Risveglio in un incubo
I miei sogni erano stati
oscuri e tempestosi.
Aprii gli occhi per sfuggire
alla solitudine profonda mostratami da un incubo, troppo reale per non essere
vero. Fino a quel momento il sogno per me era più gradevole della realtà, ma non
potevo abbandonarmi ad esso per sempre. La vita trovava sempre il modo per
distruggere i miei sogni.
Mentre lentamente i miei
occhi si riabituavano a vedere, non riuscivo a scorgere una fonte di luce nel
posto dove ero. Il buio mi circondava là dove mi ero risvegliato. Dov’ero?
L’appartamento dove abitavo
era un cunicolo in cui era difficile vivere e quasi impossibile trovarlo in
qualche modo confortevole. Un buco in un vecchio palazzone popolare in una
periferia troppo periferia, dove grida da chissà quale appartamento e quale piano
squarciavano il duro silenzio delle notti in quei luoghi. Lì sopravvivere
diventava sempre più difficile e la voglia di vivere scompariva giorno dopo
giorno.
Quando non ero più riuscito a
trovare modi per sopravvivere e mantenermi, perché diseredato dalla mia ricca
famiglia, mi nascosi in quell’appartamento. Lontano dalle persone che provavano
pietà o sdegno, pensai di trovare lì un luogo dove potevo andare avanti senza
pretese e poter quindi inseguire il mio sogno. Un sogno divenuto così lontano
da sembrare essere diventato una stella nei cieli notturni che ogni notte
potevo osservare dall’unica finestra. Piano piano
quel luogo divenne sempre più familiare, tanto che abbandonarlo mi risultava
sempre più difficile; non perché iniziassi ad apprezzare quel posto, ma perché
confrontarmi con la dura realtà che quella zona mi offriva mi rendeva sempre
più malinconico.
Io non ero come i miei
vicini. Gente miserabile, che sopravviveva in quell’ambiente diventando parte
integrante di esso; come in un grande ingranaggio, giorno dopo giorno ne
diventavano le fredde rotelle che aiutavano a farlo andare avanti, per quanto
degenerato potesse essere quel sistema.
Io non ero come loro; il mio
destino non era un debole chiarore sfocato, ma una luce viva che aveva bisogno
di una folata d’aria per splendere ancora più lucente di prima.

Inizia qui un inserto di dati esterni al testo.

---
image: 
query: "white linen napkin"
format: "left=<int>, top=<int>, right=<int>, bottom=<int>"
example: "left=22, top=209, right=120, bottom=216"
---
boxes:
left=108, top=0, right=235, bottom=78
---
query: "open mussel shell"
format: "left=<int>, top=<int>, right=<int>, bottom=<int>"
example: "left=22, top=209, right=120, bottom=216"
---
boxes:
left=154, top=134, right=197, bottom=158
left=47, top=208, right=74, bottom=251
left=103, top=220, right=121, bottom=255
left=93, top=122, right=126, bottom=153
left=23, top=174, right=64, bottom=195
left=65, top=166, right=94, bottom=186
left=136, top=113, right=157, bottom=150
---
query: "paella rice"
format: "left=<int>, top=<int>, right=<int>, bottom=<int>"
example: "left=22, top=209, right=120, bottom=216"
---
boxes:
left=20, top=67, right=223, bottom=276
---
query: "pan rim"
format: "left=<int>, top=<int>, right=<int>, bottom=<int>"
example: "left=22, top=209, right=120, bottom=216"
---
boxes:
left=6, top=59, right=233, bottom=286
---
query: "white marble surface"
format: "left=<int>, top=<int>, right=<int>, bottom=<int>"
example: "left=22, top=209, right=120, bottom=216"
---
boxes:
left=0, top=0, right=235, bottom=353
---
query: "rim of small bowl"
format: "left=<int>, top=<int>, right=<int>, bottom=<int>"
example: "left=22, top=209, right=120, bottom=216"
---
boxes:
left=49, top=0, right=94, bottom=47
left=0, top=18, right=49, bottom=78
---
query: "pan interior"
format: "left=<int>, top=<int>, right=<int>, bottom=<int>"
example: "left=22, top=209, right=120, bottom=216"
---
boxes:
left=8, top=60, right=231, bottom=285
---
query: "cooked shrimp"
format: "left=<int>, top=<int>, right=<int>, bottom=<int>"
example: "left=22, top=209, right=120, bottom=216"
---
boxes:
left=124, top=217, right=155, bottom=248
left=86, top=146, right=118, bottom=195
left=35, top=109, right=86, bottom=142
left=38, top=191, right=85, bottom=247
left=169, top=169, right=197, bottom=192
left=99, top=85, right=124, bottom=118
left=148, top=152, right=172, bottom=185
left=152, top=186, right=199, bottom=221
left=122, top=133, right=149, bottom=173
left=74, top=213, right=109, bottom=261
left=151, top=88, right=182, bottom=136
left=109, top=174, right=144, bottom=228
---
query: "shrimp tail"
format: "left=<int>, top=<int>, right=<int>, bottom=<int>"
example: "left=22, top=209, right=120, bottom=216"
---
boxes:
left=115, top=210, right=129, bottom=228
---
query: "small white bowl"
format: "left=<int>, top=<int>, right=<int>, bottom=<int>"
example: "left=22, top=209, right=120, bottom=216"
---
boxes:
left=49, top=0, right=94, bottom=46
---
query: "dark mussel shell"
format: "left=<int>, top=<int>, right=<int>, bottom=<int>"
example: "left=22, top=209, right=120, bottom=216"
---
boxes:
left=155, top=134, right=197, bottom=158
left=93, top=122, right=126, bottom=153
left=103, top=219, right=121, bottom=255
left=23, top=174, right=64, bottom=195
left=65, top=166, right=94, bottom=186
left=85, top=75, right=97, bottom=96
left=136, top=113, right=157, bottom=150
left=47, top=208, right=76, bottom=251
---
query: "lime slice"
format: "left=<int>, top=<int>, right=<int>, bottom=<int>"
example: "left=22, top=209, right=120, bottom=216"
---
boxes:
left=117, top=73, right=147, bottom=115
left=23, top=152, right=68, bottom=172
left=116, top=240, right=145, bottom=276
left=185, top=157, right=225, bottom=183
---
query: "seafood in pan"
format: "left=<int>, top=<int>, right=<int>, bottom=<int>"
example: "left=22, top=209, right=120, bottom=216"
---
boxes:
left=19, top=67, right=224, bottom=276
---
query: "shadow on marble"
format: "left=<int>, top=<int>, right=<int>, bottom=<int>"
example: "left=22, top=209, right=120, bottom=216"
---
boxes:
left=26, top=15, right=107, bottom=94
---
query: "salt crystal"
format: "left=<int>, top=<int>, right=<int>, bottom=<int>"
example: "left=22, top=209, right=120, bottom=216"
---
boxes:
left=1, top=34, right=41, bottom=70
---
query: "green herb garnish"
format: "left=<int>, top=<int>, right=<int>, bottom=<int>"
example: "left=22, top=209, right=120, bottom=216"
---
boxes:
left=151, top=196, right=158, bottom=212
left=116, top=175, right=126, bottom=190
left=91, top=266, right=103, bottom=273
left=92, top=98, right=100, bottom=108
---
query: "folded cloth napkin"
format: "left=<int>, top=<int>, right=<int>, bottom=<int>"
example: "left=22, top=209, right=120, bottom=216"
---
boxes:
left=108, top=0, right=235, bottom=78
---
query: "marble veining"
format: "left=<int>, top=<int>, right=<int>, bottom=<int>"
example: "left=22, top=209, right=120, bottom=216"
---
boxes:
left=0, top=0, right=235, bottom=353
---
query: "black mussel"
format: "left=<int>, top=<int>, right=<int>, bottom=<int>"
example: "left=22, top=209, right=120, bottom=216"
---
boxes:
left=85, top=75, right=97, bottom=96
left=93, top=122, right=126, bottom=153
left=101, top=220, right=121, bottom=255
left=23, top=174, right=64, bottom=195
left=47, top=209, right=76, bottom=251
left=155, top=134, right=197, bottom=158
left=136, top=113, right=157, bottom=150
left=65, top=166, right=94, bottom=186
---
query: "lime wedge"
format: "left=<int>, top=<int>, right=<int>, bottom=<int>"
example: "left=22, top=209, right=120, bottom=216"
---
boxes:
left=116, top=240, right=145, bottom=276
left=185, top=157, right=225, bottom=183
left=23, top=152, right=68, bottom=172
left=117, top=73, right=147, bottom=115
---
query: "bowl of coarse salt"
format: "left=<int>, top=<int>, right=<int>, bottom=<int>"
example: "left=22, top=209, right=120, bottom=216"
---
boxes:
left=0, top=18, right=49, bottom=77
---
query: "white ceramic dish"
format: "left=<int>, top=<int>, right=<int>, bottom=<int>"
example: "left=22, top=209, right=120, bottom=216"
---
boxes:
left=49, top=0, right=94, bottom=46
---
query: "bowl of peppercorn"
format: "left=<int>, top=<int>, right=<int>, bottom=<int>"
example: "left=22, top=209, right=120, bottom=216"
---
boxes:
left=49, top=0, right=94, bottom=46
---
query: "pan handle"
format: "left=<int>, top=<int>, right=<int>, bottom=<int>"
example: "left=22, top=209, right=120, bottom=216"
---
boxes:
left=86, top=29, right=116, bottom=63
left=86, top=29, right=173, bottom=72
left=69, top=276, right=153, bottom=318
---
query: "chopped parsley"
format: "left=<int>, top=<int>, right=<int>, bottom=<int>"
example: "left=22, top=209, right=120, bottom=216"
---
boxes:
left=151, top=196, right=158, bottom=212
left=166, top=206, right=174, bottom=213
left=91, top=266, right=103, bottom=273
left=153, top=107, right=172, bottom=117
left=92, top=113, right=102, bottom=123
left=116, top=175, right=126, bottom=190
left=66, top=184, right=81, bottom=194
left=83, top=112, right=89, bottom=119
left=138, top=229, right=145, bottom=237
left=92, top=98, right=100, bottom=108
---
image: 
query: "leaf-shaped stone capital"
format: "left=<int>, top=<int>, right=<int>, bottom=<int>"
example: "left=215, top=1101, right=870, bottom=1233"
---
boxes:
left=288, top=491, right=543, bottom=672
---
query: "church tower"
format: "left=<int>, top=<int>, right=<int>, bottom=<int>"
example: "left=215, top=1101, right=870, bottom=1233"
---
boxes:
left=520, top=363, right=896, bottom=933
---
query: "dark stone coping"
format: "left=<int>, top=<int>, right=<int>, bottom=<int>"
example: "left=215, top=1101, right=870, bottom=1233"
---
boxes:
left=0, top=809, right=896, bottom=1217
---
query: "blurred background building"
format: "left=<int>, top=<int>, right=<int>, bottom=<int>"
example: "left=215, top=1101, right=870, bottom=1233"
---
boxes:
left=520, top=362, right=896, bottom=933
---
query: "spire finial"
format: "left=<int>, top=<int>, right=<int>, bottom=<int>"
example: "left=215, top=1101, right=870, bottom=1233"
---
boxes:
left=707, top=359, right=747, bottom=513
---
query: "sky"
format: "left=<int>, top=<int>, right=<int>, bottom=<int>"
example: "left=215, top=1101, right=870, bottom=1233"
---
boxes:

Io non sono come la gente che
vive in questi luoghi, gente senza moralità e senza speranza.
Io ero e sono un artista; e
sarò un grande scrittore.
Perché questo è il mio
destino, è il mio sogno e questo sarà anche la mia vita.
Ma il modo con cui renderò
possibile questo, mi era ancora oscuro. Era celato proprio dal destino che
ancora non mi aveva mostrato la via con cui avrei raggiunto il mio obiettivo.
Probabilmente non era ancora giunto il mio momento.
Ma se non ora, quando….
Ogni giorno mi alzavo con la
speranza che quel momento era arrivato; ma alla fine, quando tornavo come ogni
notte, ormai da troppo tempo, lì nel mio appartamento nel grande palazzone in
quella periferia così lontana, ogni mia speranza moriva di nuovo e il carico
della realtà mi piegava le spalle giorno dopo giorno.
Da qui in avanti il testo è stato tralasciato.